After winning Security Solution of the Year at the recent European IT & Software Excellence Awards in London, Northdoor is on firm footing going into 2022. Here, chief commercial officer AJ Thompson talks about securing effective partnerships, enabling a better approach to security and adapting to the ever-changing threat landscape.
What does this award mean for you and Northdoor, and what is it an indication of in the industry?
It’s a recognition that we’re on the right track. The biggest risk clients have is not necessarily their own actions but from those of their suppliers. Being vigilant about supply chains is critical. More than half the breaches last year came from them, and it all kicked off around GDPR. Working with the Salvation Army has shown us that there are people who assess these things properly and it can have significant improvements in their security space and in their recognition for doing the right thing for the business.
Touching on that, how is the Salvation Army seeing benefits after implementing your RiskXchange solution?
They knew they had a problem. They’re a big name and reputational damages from possibly not looking after donations properly could be significant, so they needed something to automate their processes to give them up-to-date information with a low-touch approach. Traditionally, you send around a questionnaire to assess the supply chain about security status, most of which go in the bin because it’s incredibly time consuming. But they saw a good snapshot, which allowed them to assess whether they should be working with certain companies.
Are suppliers generally accepting of the realities that their security is vulnerable?
No one likes being told their baby’s ugly. It depends on how you approach it.
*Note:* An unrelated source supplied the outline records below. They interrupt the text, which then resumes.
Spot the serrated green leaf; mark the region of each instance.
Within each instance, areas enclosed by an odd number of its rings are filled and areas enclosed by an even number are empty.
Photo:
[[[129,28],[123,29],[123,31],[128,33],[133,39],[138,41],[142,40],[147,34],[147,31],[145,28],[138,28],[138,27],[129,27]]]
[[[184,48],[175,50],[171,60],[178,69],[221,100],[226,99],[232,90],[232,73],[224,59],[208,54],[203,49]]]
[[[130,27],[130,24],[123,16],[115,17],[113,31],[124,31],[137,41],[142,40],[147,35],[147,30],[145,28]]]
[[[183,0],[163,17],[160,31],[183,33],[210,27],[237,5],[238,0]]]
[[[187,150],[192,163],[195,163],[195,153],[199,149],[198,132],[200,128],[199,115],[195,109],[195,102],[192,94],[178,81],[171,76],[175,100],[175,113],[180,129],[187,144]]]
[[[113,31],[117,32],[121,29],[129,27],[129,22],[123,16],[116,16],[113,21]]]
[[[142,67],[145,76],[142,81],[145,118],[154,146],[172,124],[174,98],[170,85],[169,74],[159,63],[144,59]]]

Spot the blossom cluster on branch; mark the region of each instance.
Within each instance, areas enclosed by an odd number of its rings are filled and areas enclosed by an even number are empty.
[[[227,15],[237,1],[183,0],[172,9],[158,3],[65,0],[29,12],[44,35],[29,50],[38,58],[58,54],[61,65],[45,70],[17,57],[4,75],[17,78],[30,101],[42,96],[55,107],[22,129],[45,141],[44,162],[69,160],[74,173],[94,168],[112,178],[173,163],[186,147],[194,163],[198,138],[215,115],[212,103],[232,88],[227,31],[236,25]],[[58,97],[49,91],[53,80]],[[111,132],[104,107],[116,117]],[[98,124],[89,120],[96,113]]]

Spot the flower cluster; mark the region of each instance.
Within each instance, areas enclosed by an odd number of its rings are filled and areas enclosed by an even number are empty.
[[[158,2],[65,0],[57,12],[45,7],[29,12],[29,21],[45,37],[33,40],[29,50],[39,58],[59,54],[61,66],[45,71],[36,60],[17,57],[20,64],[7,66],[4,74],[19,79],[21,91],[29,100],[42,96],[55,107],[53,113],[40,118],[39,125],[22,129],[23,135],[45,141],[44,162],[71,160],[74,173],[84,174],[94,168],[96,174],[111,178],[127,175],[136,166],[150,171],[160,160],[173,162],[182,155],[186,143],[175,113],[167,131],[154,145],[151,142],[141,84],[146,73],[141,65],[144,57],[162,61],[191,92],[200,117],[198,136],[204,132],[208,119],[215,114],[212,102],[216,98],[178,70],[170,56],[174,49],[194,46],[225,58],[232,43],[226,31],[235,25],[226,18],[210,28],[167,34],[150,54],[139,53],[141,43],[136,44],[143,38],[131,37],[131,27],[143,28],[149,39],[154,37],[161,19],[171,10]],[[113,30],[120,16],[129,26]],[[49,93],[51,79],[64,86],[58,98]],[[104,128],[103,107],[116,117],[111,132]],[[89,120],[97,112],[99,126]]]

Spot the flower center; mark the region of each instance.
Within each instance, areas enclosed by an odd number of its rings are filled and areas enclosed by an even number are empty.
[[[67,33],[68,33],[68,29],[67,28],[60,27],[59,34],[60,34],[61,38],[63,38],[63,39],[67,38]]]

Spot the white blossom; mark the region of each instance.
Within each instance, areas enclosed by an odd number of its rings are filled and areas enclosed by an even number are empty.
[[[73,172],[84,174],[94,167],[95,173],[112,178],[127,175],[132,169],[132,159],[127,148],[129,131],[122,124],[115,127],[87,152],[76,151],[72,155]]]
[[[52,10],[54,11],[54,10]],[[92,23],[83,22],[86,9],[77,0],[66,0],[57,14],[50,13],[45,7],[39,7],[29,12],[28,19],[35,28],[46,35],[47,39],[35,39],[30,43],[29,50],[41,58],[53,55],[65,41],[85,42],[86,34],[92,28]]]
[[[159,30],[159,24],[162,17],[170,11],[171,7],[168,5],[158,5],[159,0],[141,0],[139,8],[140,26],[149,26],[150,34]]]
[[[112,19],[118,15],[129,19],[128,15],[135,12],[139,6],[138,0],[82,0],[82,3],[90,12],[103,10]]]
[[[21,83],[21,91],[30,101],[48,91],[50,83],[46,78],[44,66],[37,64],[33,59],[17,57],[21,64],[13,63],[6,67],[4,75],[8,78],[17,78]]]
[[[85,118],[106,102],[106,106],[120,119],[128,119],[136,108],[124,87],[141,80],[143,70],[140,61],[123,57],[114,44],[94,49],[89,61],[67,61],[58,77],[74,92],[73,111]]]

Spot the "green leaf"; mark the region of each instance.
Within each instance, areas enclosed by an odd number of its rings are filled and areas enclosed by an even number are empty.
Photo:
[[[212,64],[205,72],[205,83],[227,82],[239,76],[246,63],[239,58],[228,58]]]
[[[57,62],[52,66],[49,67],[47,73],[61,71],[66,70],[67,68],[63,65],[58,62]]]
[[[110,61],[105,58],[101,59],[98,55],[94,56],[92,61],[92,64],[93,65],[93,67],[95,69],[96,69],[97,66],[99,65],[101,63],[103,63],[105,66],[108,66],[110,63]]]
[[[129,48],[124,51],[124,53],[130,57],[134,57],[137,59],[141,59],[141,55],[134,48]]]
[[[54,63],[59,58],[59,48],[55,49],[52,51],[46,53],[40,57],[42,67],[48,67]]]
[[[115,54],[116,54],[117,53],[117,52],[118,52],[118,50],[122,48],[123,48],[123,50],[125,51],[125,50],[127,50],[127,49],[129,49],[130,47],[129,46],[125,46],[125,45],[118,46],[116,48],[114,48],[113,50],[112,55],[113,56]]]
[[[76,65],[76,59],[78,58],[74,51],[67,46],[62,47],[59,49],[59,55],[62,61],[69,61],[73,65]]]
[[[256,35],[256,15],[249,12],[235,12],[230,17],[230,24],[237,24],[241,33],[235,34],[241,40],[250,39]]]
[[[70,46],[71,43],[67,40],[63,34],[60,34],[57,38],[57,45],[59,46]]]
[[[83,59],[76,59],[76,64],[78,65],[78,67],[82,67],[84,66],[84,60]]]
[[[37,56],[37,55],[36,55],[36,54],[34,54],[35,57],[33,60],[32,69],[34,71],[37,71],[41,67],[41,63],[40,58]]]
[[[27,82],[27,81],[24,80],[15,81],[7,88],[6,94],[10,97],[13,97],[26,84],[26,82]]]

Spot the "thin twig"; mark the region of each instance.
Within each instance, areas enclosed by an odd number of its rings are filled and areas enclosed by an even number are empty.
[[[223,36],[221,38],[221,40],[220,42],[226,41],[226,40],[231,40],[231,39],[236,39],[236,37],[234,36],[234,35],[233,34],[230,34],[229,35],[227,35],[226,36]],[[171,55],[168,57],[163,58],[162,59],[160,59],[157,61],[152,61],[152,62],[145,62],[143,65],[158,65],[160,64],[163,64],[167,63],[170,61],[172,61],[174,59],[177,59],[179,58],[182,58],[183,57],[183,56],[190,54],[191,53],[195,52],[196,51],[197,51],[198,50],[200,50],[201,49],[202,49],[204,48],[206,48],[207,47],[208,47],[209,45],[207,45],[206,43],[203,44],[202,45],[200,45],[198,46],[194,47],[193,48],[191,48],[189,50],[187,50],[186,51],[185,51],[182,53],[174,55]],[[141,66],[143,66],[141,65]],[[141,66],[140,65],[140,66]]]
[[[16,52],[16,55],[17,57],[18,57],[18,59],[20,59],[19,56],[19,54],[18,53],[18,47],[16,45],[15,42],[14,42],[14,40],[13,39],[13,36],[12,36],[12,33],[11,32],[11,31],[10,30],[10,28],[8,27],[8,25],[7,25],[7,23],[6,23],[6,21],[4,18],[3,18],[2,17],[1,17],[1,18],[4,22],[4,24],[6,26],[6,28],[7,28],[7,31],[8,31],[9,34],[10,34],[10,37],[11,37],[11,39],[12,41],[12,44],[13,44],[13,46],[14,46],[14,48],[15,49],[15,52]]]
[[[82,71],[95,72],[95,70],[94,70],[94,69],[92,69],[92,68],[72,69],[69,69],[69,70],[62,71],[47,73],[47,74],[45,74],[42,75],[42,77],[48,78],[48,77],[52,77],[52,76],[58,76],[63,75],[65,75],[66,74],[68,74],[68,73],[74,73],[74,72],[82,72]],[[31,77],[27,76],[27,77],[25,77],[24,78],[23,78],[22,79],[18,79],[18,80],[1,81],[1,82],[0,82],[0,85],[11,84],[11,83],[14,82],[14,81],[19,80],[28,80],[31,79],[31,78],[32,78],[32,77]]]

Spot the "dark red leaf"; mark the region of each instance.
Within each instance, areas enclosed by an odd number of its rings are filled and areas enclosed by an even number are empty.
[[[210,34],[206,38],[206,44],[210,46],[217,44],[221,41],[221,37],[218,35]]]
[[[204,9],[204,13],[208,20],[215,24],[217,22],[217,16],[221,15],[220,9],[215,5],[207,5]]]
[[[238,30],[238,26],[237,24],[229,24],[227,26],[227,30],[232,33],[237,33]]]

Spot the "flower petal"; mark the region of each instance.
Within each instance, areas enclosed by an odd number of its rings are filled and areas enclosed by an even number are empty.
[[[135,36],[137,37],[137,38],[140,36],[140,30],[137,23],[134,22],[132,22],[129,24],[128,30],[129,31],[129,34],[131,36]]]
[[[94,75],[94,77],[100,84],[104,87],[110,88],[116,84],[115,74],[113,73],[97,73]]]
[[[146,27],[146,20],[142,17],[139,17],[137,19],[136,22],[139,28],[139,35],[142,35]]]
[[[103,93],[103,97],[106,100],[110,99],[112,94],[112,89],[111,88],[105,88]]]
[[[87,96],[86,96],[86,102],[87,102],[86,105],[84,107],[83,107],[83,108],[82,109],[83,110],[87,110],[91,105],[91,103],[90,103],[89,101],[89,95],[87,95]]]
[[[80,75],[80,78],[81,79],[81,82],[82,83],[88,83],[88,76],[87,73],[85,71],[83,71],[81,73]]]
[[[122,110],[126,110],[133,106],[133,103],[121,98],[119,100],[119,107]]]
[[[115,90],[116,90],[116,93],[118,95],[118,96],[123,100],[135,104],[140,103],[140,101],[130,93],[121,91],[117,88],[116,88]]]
Most organisations are aware they’re not in a perfect position and most cases we find aren’t horrific, but once in a while you find one that is shocking. At first, the response is denial, then unfairness, but most companies are reasonable and understanding. It’s amazing how easy it is to fix most of the problems.
Is that initial disbelief also a reaction to not wanting to incur additional costs?
Yes, but most of the things we’re talking about aren’t that significant. Very few issues are systemic. It’s just human error of not installing something correctly, so they’re relatively easy to fix. But problems can be significant. RiskXchange, for instance, takes an outsider’s view of your supplier’s domain. We search for items such as breached email addresses, mismatched SSL certs and open ports from servers where someone’s put something in place without having the right security, and we know this all in real time so you get a good impression and can gauge the relative risk.
What do you see are the main barriers to cloud migration and adopting a new approach to security?
It’s always cost. People don’t necessarily see the value until it’s a problem. The attitude is slowly changing, though, despite a lot of people being completely aware of having to change something but simply don’t. But again, it’s not generally a massive expense to the organisation.
What are the main priorities combating third-party cybersecurity risk heading into 2022?
If you ask people about their security, you’re not going to get the most unbiased response. What’s been noticeable is that prior to GDPR, we had a lot of questionnaires from suppliers but haven’t heard a thing since. People immediately do something at the beginning, but there’s very little follow up. So people are depending on the accuracy, honesty and feedback from their supply chain from probably over two years ago. They have to take it seriously, but just see it as another piece of legislation. It’s about having an honest assessment of your supply chain, that it’s up to date and you have the bare bones of a solution to cover yourself for ransomware.